Chronic pain – whether it’s from fibromyalgia, RA, ME/CFS, or any other illness – ought to be enough for any lifetime.
It really, really oughtta be enough. It should entitle us all to a free pass for life from all colds, influenza, sinus infections, stomach bugs, and other manner of conventional temporary illness.
Yet, sadly, as we’ve all discovered much to our own chagrin, it obviously doesn’t, since we all still get sick from time to time.
Take now, for instance, for me.
For the last three days, I’ve been completely unable to breathe through my nose, thanks to the stuffy, compressed kind of congestion. I’ve had low-grade fever on and off, just enough to make me feel like crap (that is, on top of the usual fibro pain). And this morning, a lovely new symptom – a painfully engorged lymph node right where my lower jaw hits the neck area.
Can I just say “owie”?
We can take all the precautions in the world, but short of living inside a plastic bubble, we’re just never going to completely eliminate the risk of catching a cold or the flu.
But whereas that’s true for all of humanity, it’s also true that things like colds and the flu are even harder on those of us living with chronic pain conditions.
For me, being sick this week has been especially rough. Thanks to some unexpectedly cancelled income opportunities, I’ve had to scramble hard this month to make up the lost cash for rent, utility bills and groceries.
But at the same time, coping with a bad cold means I’ve lost the ability to focus for any significant period of time. So I constantly feel as if I’m coming unmoored and flitting around from thing to thing, or problem to problem, without being able to spend enough time in one spot to solve even one of those problems.
I think another key challenge for us in dealing with things like colds and other viral or biological infections is the way it makes us feel so inadequate to the task of coping. We’re so used to a certain level, type, and quantity of pain. Then a cold comes along, with a fever that causes additional pain, or a sinus infection which makes your face feel like it’s going to explode painfully. And there’s this whole new level of pain and discomfort.
I don’t know about you but for me, it’s like …
What the crap do I do NOW?!
How do I deal with THIS?!
WHAT FRESH HELL IS THIS?!?
This has been happening frequently for me at night, when I am trying so desperately to sleep so my body can heal, but my inability to breathe is causing me to wake frequently. On a couple of occasions this week, in the middle of the night I have hit that point feeling like I’m drowning, like I’ll never breathe again.
So, it’s a problem on many levels.
For me, the only real relief I can find to that scary “ACK-OMG” feeling is the relief I find on the yoga mat – the ability to experience something physically without living in it emotionally or mentally.
Coping in this manner requires some conscious effort at changing the running monologue in my head – consciously revising the script of self-talk from the fear-based to the objective.

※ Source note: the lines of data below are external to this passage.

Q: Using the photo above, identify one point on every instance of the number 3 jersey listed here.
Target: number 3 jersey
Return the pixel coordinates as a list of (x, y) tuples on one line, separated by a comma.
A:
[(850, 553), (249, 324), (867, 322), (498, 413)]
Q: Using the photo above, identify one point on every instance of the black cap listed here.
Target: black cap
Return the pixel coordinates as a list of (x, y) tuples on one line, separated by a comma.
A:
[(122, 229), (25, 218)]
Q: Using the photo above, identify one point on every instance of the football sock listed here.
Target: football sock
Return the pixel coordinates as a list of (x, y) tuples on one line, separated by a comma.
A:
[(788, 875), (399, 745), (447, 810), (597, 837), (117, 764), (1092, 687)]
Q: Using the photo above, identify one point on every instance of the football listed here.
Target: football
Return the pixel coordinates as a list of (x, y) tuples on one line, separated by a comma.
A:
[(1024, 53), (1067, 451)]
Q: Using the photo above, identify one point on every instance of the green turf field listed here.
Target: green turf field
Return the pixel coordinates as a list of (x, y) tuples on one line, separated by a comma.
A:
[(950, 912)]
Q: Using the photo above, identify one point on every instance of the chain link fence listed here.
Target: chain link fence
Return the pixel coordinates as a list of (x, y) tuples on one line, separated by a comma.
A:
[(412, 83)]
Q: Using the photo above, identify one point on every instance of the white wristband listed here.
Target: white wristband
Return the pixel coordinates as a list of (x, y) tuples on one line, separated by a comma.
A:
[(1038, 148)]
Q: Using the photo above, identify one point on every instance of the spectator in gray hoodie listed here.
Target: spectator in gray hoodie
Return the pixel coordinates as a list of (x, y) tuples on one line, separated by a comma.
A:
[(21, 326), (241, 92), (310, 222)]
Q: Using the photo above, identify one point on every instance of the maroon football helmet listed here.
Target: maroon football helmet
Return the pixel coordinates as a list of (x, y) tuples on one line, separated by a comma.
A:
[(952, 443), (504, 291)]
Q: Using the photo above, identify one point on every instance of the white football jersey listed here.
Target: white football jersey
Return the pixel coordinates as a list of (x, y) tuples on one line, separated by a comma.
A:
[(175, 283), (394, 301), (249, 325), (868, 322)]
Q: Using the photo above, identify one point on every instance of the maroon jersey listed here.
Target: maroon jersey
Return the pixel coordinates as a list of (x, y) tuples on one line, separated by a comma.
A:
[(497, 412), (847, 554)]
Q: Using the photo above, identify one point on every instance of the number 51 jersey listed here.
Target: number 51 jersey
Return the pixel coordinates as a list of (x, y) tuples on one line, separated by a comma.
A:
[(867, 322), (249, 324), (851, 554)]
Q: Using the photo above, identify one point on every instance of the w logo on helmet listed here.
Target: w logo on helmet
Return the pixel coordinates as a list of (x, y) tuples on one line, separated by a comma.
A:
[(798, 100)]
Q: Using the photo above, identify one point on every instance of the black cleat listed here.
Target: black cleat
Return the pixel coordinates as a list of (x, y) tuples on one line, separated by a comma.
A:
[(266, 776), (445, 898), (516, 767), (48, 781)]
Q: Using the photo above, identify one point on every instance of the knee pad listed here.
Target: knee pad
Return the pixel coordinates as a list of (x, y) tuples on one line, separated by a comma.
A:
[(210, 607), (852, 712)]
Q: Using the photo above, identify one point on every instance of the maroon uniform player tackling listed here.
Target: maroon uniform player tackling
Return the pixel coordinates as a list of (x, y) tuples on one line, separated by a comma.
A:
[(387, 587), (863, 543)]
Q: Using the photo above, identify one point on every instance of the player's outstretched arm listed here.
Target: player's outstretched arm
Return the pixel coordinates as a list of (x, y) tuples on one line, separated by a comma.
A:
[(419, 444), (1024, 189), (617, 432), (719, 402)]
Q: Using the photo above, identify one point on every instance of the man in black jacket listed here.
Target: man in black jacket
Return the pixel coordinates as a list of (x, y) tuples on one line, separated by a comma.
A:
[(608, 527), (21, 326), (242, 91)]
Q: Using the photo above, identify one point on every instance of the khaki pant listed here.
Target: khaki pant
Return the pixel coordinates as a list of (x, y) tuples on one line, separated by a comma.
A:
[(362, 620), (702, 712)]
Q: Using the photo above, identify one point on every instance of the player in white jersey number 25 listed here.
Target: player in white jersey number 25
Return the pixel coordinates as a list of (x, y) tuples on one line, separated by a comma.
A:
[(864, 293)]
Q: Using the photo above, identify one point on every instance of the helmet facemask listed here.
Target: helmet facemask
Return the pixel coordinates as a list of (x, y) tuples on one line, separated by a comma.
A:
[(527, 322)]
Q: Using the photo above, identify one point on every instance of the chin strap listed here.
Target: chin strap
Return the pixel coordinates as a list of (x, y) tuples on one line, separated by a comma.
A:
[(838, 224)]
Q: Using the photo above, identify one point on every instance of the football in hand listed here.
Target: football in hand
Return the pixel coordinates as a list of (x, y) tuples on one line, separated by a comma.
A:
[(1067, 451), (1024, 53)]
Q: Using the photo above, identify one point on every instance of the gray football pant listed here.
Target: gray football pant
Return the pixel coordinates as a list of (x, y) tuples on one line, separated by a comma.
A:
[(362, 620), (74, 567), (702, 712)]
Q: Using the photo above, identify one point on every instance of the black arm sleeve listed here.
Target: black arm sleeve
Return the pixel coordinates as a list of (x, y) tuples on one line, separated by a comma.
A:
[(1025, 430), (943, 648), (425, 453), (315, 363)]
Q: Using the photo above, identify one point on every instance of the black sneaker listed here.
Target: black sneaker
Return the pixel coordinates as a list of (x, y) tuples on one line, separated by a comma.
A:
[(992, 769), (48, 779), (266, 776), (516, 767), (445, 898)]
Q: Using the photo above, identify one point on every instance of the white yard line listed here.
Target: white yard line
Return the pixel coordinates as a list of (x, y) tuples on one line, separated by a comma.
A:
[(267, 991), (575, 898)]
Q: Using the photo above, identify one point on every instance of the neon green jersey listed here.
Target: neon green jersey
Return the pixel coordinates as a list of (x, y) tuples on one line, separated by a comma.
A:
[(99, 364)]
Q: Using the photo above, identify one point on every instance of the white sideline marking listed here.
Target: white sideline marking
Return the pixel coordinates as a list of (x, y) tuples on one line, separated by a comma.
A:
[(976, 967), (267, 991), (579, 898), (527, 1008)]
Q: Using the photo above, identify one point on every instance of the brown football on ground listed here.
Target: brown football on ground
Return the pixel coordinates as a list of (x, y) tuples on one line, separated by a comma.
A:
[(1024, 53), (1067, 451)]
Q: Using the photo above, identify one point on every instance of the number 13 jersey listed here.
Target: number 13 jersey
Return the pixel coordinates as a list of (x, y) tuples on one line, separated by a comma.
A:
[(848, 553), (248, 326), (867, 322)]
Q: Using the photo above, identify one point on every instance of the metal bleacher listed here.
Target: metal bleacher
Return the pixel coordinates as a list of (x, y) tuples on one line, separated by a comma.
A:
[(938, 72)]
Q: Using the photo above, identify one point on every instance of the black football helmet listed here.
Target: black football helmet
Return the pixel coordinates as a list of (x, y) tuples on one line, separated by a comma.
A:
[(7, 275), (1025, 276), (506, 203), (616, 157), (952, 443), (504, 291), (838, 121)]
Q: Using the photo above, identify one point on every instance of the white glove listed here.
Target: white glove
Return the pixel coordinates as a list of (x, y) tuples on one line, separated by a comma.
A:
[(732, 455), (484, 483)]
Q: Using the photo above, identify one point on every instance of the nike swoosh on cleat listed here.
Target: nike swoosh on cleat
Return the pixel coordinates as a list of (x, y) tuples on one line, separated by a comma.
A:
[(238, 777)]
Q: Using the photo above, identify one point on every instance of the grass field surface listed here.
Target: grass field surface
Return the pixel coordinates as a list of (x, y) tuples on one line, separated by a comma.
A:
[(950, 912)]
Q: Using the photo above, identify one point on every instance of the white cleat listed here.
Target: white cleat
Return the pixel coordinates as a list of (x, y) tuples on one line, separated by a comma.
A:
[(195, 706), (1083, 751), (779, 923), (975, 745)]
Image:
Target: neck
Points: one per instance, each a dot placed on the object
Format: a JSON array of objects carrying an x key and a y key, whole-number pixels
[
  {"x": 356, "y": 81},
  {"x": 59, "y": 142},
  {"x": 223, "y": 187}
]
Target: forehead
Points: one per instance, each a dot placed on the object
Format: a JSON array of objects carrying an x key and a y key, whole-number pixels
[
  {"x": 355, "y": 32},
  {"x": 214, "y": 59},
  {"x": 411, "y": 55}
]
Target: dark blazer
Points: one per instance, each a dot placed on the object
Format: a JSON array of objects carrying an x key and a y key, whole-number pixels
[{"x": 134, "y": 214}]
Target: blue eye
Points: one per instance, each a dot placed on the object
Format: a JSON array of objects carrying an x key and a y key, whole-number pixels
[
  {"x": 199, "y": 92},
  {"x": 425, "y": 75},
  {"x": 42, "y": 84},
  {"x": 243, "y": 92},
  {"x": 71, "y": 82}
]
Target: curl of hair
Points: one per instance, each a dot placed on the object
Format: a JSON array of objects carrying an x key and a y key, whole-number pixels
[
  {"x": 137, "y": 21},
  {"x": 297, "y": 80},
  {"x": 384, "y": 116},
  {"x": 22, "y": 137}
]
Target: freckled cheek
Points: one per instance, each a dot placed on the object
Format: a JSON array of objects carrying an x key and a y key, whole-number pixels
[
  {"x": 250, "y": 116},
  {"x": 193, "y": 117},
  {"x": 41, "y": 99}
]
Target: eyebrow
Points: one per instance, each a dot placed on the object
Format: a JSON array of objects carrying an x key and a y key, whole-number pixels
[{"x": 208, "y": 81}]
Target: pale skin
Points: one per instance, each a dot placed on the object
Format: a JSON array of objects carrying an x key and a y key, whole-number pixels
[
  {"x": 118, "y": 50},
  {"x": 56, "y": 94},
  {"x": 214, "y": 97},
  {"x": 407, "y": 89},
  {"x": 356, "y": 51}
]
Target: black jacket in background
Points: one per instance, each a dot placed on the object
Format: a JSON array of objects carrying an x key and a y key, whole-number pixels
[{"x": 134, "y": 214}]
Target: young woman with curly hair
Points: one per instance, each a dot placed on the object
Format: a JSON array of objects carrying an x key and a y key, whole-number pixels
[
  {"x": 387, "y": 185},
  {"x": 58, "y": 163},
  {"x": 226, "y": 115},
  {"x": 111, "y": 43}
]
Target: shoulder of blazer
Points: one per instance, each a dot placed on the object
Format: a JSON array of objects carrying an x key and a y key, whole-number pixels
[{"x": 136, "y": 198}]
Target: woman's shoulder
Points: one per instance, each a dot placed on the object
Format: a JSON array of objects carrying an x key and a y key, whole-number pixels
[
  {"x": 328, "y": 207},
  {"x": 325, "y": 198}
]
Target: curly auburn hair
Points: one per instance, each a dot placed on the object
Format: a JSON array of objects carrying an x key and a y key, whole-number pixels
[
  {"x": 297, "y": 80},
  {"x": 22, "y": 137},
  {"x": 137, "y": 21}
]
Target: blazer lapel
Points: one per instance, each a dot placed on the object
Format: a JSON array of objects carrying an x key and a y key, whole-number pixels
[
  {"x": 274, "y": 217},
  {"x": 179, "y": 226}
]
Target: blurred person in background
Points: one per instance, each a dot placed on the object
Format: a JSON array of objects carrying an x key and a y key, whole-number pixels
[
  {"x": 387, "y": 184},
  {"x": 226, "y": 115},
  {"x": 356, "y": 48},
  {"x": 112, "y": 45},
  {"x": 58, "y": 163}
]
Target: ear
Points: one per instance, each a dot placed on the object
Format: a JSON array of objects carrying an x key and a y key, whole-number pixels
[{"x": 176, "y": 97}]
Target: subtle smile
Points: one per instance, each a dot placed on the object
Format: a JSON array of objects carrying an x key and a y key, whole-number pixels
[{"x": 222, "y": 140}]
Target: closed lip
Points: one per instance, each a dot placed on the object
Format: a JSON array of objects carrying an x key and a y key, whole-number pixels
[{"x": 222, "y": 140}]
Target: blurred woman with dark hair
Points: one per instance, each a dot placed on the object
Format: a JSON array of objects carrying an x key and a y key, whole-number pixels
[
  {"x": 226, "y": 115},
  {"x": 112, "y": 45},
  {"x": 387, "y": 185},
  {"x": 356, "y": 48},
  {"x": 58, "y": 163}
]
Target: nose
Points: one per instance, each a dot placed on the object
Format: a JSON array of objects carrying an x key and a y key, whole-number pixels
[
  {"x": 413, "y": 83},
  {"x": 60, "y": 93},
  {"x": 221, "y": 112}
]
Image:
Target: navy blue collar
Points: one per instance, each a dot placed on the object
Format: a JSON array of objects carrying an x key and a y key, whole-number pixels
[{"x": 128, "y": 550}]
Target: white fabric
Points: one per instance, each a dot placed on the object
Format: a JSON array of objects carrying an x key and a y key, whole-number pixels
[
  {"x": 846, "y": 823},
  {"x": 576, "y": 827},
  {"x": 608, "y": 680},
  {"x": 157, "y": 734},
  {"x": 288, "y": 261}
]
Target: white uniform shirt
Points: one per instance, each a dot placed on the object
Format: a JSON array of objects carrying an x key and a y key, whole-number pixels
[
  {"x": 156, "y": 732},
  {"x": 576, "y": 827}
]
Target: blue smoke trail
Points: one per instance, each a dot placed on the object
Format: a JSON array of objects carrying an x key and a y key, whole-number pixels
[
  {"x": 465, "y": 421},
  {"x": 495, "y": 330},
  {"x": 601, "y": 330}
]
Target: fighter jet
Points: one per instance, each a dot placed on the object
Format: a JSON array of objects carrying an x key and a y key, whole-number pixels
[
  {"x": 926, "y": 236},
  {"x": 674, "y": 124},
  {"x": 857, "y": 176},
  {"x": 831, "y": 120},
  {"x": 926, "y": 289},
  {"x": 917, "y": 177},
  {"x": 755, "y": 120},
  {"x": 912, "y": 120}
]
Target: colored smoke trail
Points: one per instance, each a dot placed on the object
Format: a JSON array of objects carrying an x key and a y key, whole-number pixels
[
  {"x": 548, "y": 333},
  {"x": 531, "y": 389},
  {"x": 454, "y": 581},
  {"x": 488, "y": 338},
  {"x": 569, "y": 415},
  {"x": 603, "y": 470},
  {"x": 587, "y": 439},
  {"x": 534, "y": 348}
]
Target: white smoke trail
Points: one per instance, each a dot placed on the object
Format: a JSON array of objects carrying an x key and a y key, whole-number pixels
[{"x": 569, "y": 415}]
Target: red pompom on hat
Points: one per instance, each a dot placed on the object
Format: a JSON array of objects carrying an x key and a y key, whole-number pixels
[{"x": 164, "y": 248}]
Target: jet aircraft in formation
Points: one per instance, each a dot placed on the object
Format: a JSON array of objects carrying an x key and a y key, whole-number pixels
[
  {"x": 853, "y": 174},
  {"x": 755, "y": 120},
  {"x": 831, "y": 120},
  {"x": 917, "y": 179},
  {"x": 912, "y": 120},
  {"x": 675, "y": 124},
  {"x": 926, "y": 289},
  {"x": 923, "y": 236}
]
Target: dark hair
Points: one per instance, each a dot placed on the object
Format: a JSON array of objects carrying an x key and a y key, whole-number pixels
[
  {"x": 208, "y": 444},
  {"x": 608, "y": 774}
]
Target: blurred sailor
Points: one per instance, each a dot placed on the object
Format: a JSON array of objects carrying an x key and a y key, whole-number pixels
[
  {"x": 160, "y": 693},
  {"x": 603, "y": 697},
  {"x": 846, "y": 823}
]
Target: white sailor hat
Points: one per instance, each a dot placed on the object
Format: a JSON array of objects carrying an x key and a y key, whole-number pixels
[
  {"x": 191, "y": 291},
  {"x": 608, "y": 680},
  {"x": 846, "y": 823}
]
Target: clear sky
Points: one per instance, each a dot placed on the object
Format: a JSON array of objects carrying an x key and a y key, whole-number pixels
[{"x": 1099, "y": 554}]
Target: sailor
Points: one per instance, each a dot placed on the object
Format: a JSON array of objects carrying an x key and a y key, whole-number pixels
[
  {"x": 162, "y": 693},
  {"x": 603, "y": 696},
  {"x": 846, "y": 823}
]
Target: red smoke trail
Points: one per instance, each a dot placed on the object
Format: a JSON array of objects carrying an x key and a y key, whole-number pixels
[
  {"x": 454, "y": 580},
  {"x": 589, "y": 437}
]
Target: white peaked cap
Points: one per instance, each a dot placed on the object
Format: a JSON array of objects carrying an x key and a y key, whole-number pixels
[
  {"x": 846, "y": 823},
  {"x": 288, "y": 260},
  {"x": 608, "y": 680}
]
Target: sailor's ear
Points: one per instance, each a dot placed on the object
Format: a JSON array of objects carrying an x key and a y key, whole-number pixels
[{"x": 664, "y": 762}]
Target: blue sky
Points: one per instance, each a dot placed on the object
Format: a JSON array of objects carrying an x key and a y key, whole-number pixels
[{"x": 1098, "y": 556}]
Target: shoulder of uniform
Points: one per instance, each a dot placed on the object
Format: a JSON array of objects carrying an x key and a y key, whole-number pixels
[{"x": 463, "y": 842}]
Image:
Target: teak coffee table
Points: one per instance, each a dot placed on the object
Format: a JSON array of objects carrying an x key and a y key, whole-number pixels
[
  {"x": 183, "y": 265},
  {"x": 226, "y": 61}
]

Of course, you can’t jump from “I’M SUFFOCATING!” to “I’m fine.” You have to go up level by level. So it might look something like this:
I’m suffocating! I’ll never breathe again! This is going to kill me! … OK, that’s not something I can possibly know for sure right now, so how about I get up and get vertical and see if that helps … OK, it helped a little…OMG I am never going to get to sleep! And then I’ll hurt like hell tomorrow, and then … OK, maybe I’ll hurt more than usual tomorrow, but I can deal with that then. Right now, what’s the problem? I can’t breathe and I can’t sleep. OK, if I can’t sleep, then I might as well see if I can make myself more physically comfortable. Maybe another dose of Nyquil? Maybe that nasal decongestant spray? etc., etc…
Like I said, it’s a process, and one that requires significant effort on my part.
I think that level of sheer effort is why so many of us just don’t even try to challenge that tendency to catastrophize. We live there by default, and we’re unaware that all the while, we’re literally training our brain to cause us more pain.
And don’t we have enough of that to contend with?
photo credit: stevendepolo via photopin cc
Sorry to hear you are suffering! I was so sick at Thanksgiving I couldn’t even get out of bed. Next day when I made it to the shower, I couldn’t even wash my hair because I needed to keep one hand clamped on the grab bar and pray the room would stop spinning. Short of recovering from surgery, it was a level of fatigue and bone-deep achiness which was a fresh hell, indeed. I totally get where you are coming from and I hope that you recover quickly. Know that I’m sending healing vibes your way!